Regarding the udevadm control command syntax:
On my SLE11 system "man udevadm" reads (excerpts):

  udevadm control
    ...
    --reload-rules
    Signal udevd to reload the rules files.
    The udev daemon detects changes automatically,
    this option is usually not needed. Reloading rules
    does not apply any changes to already existing devices.

while in contrast
on my SLE12 system "man udevadm" reads (excerpts):

  udevadm control
    ...
    -R, --reload
    Signal systemd-udevd to reload the rules files
    and other databases like the kernel module index.
    Reloading rules and databases does not apply
    any changes to already existing devices; the new
    configuration will only be applied to new events.

but is seems "udevadm control --reload-rules"
works backward compatible on my SLE12 system:

# udevadm control --reload-rules && echo ok
ok

so that we can assume (at least for now) that
"udevadm control --reload-rules"
should be the right way.

@schabrolles
just merge it so that the automated tests of @gdha are run.

schabrolles commented at 2017-11-27 11:44:

@jsmeix what about using :
« udevadm control —reload-rules || udevadm control —reload || sleep 1 ».
Just to be safe... what do you think ?

jsmeix commented at 2017-11-27 11:58:

Absolutely perfect for me!
But please add a comment why that two fallbacks are there,
cf. "Dirty hacks welcome" in
https://github.com/rear/rear/wiki/Coding-Style

FYI
why I still think it is a "dirty hack" that is same as
https://github.com/rear/rear/issues/791

I think the real solution could be to
replace in 55-migrate-network-devices.sh
the whole "Reload udev if we have MAC mappings" part with a
"wait for the expected new network interfaces to appear"
and just let udev do its stuff without interfering with udev.

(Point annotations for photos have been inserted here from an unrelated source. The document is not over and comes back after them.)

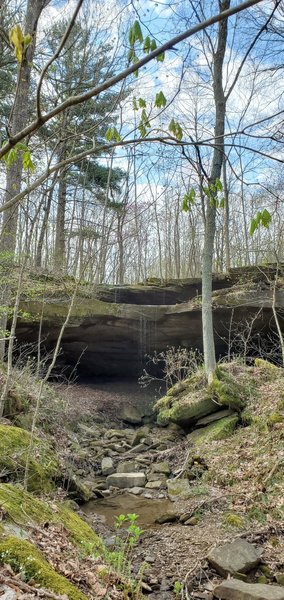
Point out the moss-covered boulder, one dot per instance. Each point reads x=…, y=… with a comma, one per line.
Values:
x=24, y=558
x=23, y=508
x=192, y=399
x=219, y=430
x=14, y=449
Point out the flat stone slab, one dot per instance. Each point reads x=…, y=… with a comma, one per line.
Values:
x=233, y=589
x=178, y=489
x=235, y=557
x=107, y=466
x=126, y=480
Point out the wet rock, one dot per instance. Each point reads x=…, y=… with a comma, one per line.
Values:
x=280, y=578
x=126, y=480
x=154, y=485
x=148, y=558
x=236, y=557
x=219, y=430
x=167, y=518
x=192, y=521
x=7, y=593
x=139, y=435
x=107, y=466
x=161, y=467
x=138, y=448
x=130, y=414
x=154, y=476
x=233, y=589
x=127, y=467
x=214, y=417
x=178, y=489
x=136, y=491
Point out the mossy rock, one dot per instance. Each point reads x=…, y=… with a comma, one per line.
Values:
x=23, y=508
x=14, y=448
x=219, y=430
x=24, y=558
x=269, y=370
x=192, y=399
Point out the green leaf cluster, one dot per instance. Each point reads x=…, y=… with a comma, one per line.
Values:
x=13, y=154
x=188, y=200
x=19, y=41
x=112, y=134
x=262, y=219
x=149, y=44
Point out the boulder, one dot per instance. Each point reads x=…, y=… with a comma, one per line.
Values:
x=233, y=589
x=139, y=435
x=161, y=467
x=129, y=466
x=126, y=480
x=130, y=414
x=214, y=417
x=154, y=485
x=178, y=489
x=107, y=465
x=235, y=557
x=219, y=430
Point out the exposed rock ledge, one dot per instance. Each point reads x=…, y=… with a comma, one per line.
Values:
x=112, y=327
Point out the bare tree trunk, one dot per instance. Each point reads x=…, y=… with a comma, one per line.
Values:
x=18, y=119
x=210, y=224
x=226, y=217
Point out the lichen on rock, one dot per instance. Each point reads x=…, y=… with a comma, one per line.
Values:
x=24, y=558
x=23, y=508
x=14, y=448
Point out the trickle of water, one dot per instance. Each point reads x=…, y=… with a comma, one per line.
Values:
x=148, y=510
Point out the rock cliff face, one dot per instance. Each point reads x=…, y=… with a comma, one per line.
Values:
x=112, y=327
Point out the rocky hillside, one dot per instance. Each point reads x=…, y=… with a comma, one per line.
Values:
x=209, y=471
x=111, y=328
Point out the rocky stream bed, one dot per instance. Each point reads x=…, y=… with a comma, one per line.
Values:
x=132, y=466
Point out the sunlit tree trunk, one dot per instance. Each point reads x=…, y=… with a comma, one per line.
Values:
x=210, y=221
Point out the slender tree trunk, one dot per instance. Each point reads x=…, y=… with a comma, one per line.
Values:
x=38, y=259
x=18, y=119
x=210, y=224
x=226, y=217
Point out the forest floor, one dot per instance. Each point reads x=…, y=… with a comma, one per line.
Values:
x=241, y=497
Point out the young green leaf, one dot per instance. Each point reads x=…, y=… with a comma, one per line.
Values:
x=112, y=134
x=160, y=101
x=160, y=57
x=188, y=200
x=17, y=40
x=147, y=45
x=176, y=130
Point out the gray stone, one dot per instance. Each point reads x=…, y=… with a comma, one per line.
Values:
x=7, y=593
x=233, y=589
x=214, y=417
x=136, y=491
x=139, y=435
x=154, y=485
x=155, y=476
x=162, y=467
x=107, y=465
x=129, y=466
x=130, y=414
x=167, y=518
x=178, y=489
x=235, y=557
x=126, y=480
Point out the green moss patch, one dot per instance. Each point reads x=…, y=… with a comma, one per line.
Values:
x=219, y=430
x=14, y=447
x=188, y=401
x=22, y=508
x=24, y=558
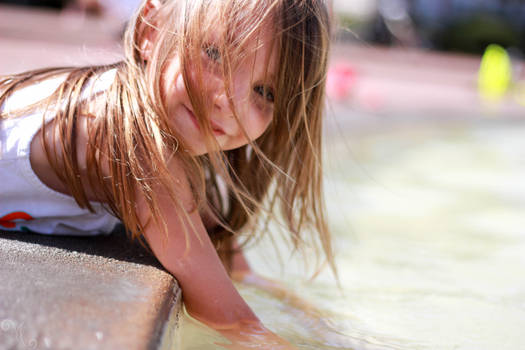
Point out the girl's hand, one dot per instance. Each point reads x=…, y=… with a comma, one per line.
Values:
x=188, y=254
x=254, y=336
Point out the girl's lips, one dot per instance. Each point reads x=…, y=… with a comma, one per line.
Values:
x=217, y=130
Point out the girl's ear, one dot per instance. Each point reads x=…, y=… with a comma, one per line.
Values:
x=148, y=28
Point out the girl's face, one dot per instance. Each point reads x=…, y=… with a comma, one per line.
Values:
x=251, y=92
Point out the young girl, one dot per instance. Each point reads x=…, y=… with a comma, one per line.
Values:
x=210, y=125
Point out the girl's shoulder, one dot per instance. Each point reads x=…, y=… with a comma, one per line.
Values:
x=41, y=90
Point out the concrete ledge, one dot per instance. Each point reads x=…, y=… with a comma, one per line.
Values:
x=61, y=292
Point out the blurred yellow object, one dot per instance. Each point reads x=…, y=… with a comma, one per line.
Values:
x=495, y=73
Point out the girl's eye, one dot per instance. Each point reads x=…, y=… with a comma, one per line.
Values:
x=264, y=92
x=213, y=52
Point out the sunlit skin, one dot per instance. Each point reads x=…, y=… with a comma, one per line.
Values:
x=186, y=251
x=250, y=93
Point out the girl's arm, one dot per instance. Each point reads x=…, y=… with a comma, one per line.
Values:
x=208, y=293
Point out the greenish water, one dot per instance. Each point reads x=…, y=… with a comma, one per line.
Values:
x=429, y=230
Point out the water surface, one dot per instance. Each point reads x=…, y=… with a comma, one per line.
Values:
x=429, y=226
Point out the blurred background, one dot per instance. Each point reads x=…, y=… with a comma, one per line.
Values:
x=425, y=166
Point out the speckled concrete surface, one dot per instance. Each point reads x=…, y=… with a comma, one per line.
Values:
x=59, y=292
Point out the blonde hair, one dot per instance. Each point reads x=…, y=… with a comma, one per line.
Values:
x=281, y=171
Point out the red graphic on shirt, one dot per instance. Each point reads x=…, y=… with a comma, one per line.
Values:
x=7, y=221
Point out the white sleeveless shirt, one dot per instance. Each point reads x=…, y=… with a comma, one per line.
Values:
x=27, y=204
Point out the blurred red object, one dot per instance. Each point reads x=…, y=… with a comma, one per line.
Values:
x=341, y=79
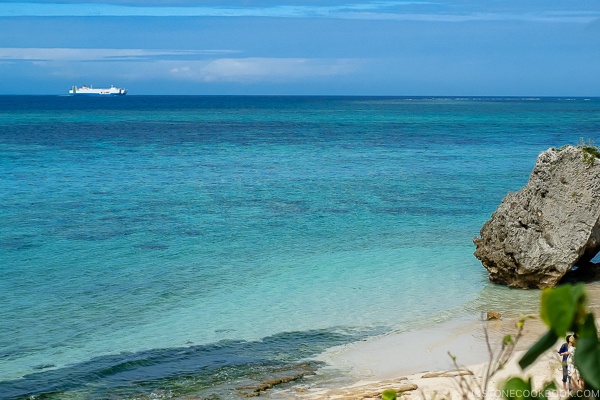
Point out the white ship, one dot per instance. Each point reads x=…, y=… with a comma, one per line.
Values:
x=90, y=91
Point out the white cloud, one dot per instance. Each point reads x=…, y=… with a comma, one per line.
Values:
x=261, y=69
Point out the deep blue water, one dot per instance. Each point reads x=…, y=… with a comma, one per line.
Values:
x=169, y=245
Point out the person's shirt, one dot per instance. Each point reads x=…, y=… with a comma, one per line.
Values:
x=564, y=349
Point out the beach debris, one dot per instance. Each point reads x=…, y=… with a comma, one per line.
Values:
x=375, y=390
x=492, y=316
x=256, y=390
x=448, y=374
x=552, y=225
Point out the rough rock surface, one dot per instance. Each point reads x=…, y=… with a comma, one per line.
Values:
x=541, y=232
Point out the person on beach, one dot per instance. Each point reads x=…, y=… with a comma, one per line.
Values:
x=573, y=372
x=564, y=353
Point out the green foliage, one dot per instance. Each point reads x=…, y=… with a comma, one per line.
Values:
x=563, y=309
x=518, y=389
x=590, y=152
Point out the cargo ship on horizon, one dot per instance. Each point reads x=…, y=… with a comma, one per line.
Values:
x=90, y=91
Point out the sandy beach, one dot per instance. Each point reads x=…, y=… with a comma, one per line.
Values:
x=417, y=363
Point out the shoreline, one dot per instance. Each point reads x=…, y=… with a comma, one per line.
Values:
x=418, y=361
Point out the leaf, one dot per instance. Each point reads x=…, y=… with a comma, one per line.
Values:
x=545, y=342
x=587, y=353
x=559, y=306
x=516, y=388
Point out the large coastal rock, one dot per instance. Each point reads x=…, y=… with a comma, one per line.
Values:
x=538, y=234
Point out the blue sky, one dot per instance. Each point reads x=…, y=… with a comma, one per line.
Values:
x=405, y=48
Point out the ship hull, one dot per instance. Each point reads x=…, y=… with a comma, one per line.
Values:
x=90, y=91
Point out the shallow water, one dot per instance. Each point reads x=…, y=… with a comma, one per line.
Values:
x=145, y=226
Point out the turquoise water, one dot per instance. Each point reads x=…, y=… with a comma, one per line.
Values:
x=152, y=241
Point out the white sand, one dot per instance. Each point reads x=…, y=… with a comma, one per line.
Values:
x=401, y=361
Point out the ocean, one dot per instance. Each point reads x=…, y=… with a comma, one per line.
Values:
x=173, y=246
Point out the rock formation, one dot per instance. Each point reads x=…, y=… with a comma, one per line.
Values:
x=538, y=234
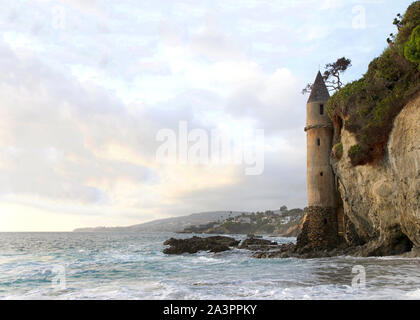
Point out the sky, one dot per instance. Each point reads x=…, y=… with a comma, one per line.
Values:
x=87, y=87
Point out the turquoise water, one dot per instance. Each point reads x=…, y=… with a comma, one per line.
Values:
x=132, y=266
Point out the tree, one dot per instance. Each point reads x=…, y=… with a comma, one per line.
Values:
x=332, y=75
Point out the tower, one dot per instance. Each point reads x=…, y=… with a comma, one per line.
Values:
x=319, y=135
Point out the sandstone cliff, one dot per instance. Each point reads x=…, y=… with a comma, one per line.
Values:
x=381, y=201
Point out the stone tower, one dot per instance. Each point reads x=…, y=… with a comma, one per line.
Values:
x=319, y=134
x=320, y=229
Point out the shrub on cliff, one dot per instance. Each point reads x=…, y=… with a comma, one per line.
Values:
x=368, y=106
x=338, y=151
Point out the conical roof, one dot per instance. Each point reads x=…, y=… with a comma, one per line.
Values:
x=319, y=91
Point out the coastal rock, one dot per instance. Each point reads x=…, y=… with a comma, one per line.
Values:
x=195, y=244
x=253, y=243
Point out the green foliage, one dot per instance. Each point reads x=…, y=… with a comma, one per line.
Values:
x=369, y=105
x=412, y=47
x=408, y=23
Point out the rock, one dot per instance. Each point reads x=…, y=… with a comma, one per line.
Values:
x=195, y=244
x=252, y=243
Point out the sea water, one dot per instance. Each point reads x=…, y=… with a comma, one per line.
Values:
x=132, y=266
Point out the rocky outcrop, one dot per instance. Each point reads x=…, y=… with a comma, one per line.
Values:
x=381, y=201
x=253, y=243
x=196, y=244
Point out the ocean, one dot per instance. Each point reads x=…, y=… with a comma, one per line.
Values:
x=67, y=265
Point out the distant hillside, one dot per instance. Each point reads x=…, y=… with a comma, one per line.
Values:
x=170, y=224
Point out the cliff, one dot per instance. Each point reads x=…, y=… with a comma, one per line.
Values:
x=382, y=200
x=375, y=157
x=280, y=222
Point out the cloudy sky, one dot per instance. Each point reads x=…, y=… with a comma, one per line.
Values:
x=85, y=86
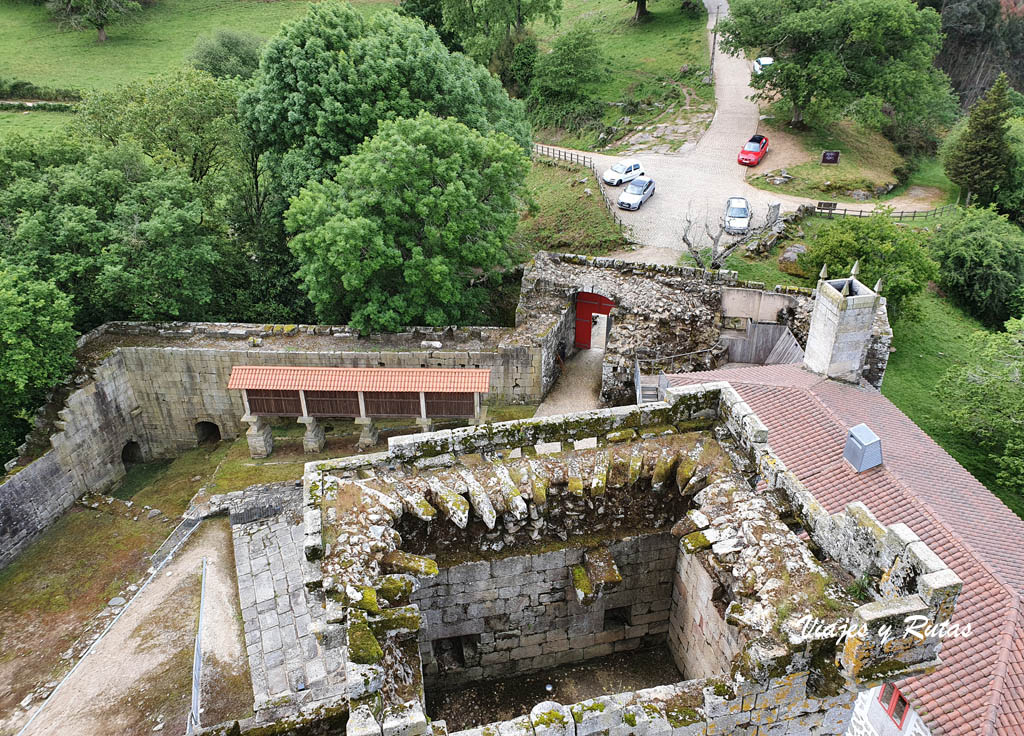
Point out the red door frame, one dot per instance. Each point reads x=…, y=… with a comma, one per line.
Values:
x=588, y=305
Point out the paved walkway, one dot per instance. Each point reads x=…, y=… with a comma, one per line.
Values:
x=285, y=657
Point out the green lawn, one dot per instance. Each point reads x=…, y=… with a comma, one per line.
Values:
x=645, y=61
x=566, y=218
x=34, y=49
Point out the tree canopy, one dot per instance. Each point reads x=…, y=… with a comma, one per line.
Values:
x=37, y=344
x=868, y=57
x=227, y=53
x=884, y=250
x=329, y=79
x=984, y=396
x=123, y=236
x=981, y=259
x=412, y=225
x=980, y=160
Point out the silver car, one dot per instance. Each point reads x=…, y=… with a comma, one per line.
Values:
x=737, y=216
x=636, y=192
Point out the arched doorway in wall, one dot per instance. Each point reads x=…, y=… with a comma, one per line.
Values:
x=131, y=453
x=589, y=305
x=207, y=433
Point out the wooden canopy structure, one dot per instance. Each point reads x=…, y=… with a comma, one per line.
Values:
x=359, y=392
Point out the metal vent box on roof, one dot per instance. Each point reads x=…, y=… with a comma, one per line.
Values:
x=863, y=448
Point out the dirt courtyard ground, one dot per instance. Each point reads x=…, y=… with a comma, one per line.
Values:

The latter requires we know what new network interfaces
to wait for, cf. my "TODO" in 55-migrate-network-devices.sh
about "$old_mac $new_mac $old_dev $new_dev".

With that we could wait for each $new_dev to appear.

Then we could even show meaningful information to the user
when one does not appear after a reasonable timeout,
perhaps together with a subsequent user dialog where
he could set up missing network interfaces manually.

But that would be definitely something for a future ReaR
release (if at all).

jsmeix commented at 2017-11-27 12:29:

@schabrolles
as always many thanks for your testing!
It helps so much because it reveals shortcomings in the code.
It seems on my KVM/QEMU virtual machines udev works
too fast to let such issues show up.


[Export of Github issue for rear/rear.]